Results vary. Studies in different populations have shown reductions ranging from 13% to 25% of the fat layer after one session. Some people pursue a second treatment for additional reduction. The procedure is well-tolerated, with no downtime, though temporary numbness and redness in the treated area are common.

Surgical Options

Liposuction remains the most definitive option for removing flank fat that doesn’t respond to diet and exercise. It physically removes fat cells from the area, and the flanks are one of the most commonly treated zones.

Recovery follows a predictable timeline. Swelling peaks around 10 to 14 days after the procedure and shifts from soft to firm over the following weeks. By six to eight weeks, the area begins to soften consistently, and tissues feel normal by about three months. Bruising generally clears within two to four weeks. You’ll wear a compression garment for four to six weeks, and early gentle movement is encouraged to reduce the risk of complications.
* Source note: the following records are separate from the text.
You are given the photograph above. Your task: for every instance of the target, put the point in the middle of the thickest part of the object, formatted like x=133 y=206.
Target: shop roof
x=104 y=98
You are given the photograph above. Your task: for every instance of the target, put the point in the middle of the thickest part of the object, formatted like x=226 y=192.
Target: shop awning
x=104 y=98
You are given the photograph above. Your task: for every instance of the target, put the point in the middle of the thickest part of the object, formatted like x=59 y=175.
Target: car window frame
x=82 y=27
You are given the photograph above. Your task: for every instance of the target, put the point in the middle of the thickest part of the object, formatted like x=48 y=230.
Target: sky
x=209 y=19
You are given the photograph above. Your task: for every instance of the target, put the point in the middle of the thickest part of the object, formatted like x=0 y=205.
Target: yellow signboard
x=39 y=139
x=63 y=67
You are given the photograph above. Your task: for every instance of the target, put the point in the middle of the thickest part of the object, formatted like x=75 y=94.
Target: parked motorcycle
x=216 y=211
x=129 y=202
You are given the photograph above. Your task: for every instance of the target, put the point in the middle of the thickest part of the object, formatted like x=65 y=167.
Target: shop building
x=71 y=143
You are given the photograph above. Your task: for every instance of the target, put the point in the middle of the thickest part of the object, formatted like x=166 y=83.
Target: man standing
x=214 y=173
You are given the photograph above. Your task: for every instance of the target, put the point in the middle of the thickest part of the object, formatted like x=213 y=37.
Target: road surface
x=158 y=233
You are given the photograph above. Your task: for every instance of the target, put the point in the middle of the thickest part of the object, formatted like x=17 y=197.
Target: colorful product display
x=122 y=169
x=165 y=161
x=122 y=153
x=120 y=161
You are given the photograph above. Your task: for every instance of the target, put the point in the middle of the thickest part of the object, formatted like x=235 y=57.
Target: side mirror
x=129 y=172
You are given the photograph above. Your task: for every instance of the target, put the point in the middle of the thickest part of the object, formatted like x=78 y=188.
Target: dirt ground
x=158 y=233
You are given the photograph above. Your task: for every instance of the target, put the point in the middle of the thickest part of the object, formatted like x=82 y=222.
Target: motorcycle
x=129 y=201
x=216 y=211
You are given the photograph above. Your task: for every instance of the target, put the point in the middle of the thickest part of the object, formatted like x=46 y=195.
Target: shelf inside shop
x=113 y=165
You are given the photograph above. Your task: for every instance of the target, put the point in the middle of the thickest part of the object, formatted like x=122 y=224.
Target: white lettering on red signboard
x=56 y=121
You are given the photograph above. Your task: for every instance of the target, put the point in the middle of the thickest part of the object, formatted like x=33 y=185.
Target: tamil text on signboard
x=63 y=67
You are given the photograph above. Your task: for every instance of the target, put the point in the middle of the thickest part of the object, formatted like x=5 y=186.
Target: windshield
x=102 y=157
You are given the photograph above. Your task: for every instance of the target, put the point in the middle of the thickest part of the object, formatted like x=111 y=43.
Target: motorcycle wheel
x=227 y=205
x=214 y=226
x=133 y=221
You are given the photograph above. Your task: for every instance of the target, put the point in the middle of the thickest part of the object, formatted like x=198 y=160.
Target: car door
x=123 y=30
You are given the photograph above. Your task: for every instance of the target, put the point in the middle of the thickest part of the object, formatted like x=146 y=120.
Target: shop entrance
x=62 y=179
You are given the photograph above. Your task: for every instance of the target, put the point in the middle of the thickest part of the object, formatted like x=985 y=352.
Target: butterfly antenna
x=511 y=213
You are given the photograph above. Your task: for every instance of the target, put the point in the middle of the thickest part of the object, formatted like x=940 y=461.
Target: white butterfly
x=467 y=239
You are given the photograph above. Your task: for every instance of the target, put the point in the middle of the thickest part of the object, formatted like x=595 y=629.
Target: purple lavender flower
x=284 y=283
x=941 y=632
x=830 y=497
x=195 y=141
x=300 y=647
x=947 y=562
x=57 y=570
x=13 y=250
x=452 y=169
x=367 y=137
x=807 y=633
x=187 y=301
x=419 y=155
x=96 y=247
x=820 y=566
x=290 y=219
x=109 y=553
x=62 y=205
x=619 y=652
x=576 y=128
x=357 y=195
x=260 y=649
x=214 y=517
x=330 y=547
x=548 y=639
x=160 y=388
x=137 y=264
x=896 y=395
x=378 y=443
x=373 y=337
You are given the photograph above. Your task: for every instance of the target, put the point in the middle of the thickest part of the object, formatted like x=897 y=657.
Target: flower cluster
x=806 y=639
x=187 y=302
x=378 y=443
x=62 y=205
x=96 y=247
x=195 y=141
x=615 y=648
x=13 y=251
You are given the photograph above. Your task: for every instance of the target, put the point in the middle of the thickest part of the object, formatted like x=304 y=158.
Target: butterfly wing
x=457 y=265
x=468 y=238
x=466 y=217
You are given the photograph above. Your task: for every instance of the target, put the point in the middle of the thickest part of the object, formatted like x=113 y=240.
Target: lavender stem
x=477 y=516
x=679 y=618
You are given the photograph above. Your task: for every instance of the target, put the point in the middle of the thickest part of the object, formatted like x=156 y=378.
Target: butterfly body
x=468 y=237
Temporary numbness in the treated area is very common but typically resolves within a year. About 19% of patients in one large series experienced temporary skin darkening that also faded within a year. More significant complications like fluid collections (3.5% of cases) or uneven results (around 5%) are possible but uncommon. The results last as long as you maintain your weight afterward, since the removed fat cells don’t regenerate. Significant weight gain, however, will cause remaining fat cells to expand.

Putting It Together

Losing flank fat requires the same fundamentals as losing fat anywhere: a sustained calorie deficit, adequate protein (aim for around 35% of your calories), regular exercise, sufficient sleep, and managed stress. The flanks are typically slower to respond than other areas because subcutaneous fat is less metabolically active, so consistency over weeks and months matters more than intensity in any single workout. Reducing alcohol, sleeping seven to eight hours, and combining core-focused training with calorie-burning cardio will collectively create the conditions your body needs to finally pull energy from those stubborn stores.